It Ain’t Just RSS, or even HTML

There’s been a lot of discussion about Mark Pilgrims latest article on XML.com. See, to pick a few examples, Dorothea, Marks follow-up comments and those of Dare Obasanjo.
I thought I’d comment briefly on Marks’ suggestion that “the ability to parse ill-formed feeds becomes a competitive advantage”. In short, he’s right. And it doesn’t only happen with RSS, or even just XML: I’ve seen it happen with SGML too.


Imagine you’re a company that accepts metadata from multiple sources, process that metadata using off-the-shelf SGML and XML tools. Of course you strictly validate the incoming material and push back on the producers when things go wrong. This causes much back-and-forth because sometimes the production of this data is also outsourced, meaning there’s some disconnects involved: the publisher doesn’t create the markup, and doesn’t have the technical facilities to check what the typesetters produce.

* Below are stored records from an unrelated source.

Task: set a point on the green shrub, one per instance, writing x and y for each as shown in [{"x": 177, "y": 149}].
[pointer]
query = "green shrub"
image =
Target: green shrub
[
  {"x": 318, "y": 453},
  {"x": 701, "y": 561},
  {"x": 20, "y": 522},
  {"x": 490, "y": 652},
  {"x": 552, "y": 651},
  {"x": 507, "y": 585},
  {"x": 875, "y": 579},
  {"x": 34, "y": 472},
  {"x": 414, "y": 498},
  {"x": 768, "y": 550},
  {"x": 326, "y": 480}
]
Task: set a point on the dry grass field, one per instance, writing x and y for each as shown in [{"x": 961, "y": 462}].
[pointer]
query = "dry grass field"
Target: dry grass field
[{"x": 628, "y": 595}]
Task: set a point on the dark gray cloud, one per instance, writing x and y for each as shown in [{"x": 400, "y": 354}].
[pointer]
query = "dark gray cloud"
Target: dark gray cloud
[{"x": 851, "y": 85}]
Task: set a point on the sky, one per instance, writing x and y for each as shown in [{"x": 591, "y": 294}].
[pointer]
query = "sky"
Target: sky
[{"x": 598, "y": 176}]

This scenario isn’t all that far from someone using a blogging tool which generates their RSS feeds for them: they have no idea how the hard work is done, and often don’t care.

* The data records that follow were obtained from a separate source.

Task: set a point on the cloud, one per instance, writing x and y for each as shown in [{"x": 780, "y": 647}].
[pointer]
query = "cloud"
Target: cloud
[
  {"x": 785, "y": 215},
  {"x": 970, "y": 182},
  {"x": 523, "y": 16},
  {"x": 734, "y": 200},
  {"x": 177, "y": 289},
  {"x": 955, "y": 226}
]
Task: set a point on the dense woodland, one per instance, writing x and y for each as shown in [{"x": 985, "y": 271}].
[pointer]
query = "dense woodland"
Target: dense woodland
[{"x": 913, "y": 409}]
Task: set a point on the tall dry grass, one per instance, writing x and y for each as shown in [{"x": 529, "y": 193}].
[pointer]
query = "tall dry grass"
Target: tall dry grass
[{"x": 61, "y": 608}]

Now, imagine that you’re muddling along, but another consumer of that material decides not to use markup tools and that everything is hack parsed with perl and regexps. Gets kind of hard to start pushing back on the publisher when you get responses like “well DataConsumer B managed to process this OK, what’s wrong with your system?”. In other words your inability to consume that data can be seen as a failing. And if DataConsumer X is a competitor then you can probably see how things can degrade.

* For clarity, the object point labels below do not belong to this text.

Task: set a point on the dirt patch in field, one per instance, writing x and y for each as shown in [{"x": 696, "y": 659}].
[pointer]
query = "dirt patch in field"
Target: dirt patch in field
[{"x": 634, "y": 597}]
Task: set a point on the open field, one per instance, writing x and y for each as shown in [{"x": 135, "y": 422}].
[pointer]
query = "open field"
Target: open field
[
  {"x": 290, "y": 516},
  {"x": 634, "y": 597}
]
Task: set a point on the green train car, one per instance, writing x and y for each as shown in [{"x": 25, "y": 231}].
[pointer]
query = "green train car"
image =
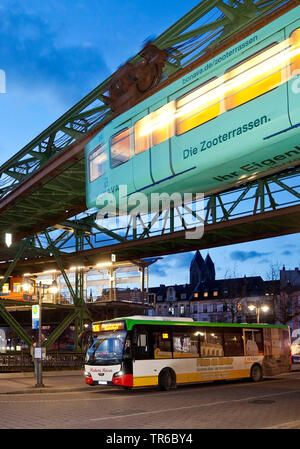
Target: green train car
[{"x": 231, "y": 120}]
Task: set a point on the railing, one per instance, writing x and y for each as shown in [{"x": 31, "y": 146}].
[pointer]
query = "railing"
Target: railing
[{"x": 55, "y": 360}]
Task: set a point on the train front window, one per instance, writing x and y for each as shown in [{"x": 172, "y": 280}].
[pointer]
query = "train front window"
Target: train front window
[
  {"x": 97, "y": 160},
  {"x": 120, "y": 148},
  {"x": 256, "y": 76},
  {"x": 142, "y": 135},
  {"x": 107, "y": 348}
]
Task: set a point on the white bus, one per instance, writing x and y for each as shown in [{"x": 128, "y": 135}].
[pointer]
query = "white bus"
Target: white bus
[{"x": 141, "y": 351}]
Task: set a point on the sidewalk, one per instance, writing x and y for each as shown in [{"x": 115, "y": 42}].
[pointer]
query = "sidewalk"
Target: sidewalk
[{"x": 54, "y": 382}]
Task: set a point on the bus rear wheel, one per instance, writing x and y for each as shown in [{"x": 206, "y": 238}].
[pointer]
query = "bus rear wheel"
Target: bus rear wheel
[
  {"x": 256, "y": 373},
  {"x": 167, "y": 380}
]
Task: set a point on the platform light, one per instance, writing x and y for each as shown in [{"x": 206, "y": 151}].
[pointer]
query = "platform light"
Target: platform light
[
  {"x": 79, "y": 267},
  {"x": 8, "y": 239}
]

So, possibly, there’s a dynamic involved here which isn’t limited to “DataConsumer A leans on Publisher B” to get them to fix up their act, but more like DataConsumer A co-operates with DataConsumer B to fix up their act to the benefit of both. The consumers need to work together and evangelise to each other, not at the publishers who are arguably following the path of least resistance (which unfortunately leads ever downwards).
Why is it to the benefit of both? Because then both DataConsumers A and B can benefit from using off-the-shelf commodity tools to do the heavy-lifting of processing the data. They’re effectively outsourcing that grunt work, which is arguably not what their core competency is anyway: it’s more likely they’re competing on doing something interesting with that data. And with a higher quality data feed underneath they can start to build more interesting features on that data. In RSS terms that means doing cool thinds with UIs (which can definitely be improved) and all of the RSS modules that are appearing.
The above is something I’ve actually dealt with in none RSS circles. That particular problem was eventually (largely) solved when DataConsumer A bought DataConsumer B. But that’s not an option for most RSS consumers!